What a fathead!
Paul Hollywood makes a humiliating apology after calling this creamy, sticky dessert ‘diabetes on a plate’
IT is not the first time he has been accused of making comments that were half-baked.
But Paul Hollywood has had to apologise for his latest controversial remark – a quip about diabetes that fans complained was ignorant and offensive.
Hollywood, 53, made the joke on Tuesday’s Great British Bake Off on Channel 4. Discussing the technical challenge, a gateau St-Honore, with Prue Leith, he described the French dessert of caramelised creamfilled choux buns, puff pastry and chantilly cream as ‘diabetes on a plate’.
Viewers branded his remark disgusting and hurtful, because Type 1 diabetes is an autoimmune condition often diagnosed in childhood and not linked to lifestyle. Only Type 2 diabetes is linked to being overweight.
One Twitter user wrote: ‘These people need educating. My son, who is Type 1 diabetic, didn’t eat too much sugar to have this lifethreatening condition.’
Several others posted images of ‘diabetes on a plate’.
They placed piles of tablets, insulin injection pens and glucose monitors on a plate to show just want their daily life involves.
One wrote: ‘I like to call this bake “diabetes on a plate”. I’ve been tucking into it since I was seven years old.’
Another posted a picture of her daughter’s medications, calling it ‘a painful concoction featuring ingredients consumed daily plus unseen anxiety, fear, hypos, hypers + sleep loss... a warrior’s plate’.

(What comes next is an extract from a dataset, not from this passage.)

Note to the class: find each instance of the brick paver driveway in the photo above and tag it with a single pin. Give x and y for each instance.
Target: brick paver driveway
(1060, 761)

One fan said Hollywood should donate to a Type 1 diabetes charity ‘to make amends for his ignorant, hurtful and uneducated comment... you just made it all a bit harder for Type 1 children’.
Others criticised Channel 4 and the show’s makers, Love Productions,
for not editing out the remark. One said: ‘Channel 4 allowing Paul Hollywood to make jokes about diabetes is vile. T1 is a type that is usually diagnosed in young children, it is an autoimmune disease that is irreversible which you cannot help getting.
‘Educate yourself before making ignorant and offensive comments.’
Following the criticism, Hollywood apologised to fans on his Twitter account, writing: ‘A remark re diabetes I made on tonight’s show was thoughtless and I meant no harm, as both my grandad and my own mother suffer/ suffered from diabetes... apologies.’
Claire Levy from the Diabetes Research and Wellness Foundation said: ‘We always say no one suffers from diabetes, they’re “living with” it because it’s a long-term condition. For those living with Type 1 diabetes, it happened to them, it’s an autoimmune disease so they are often quite upset when people do make comments because, as they say, they are living their lives as normally as possible.
‘Obviously everyone should aim for a healthy balanced diet but we all enjoy a Chelsea bun every now and again. Type 2 does have an association with lifestyle and weight but not always.’ She said that if he has relatives with diabetes, Hollywood ‘probably should have known better’ before making his ‘throwaway’ remark.
Love Productions did not respond to a request for comment.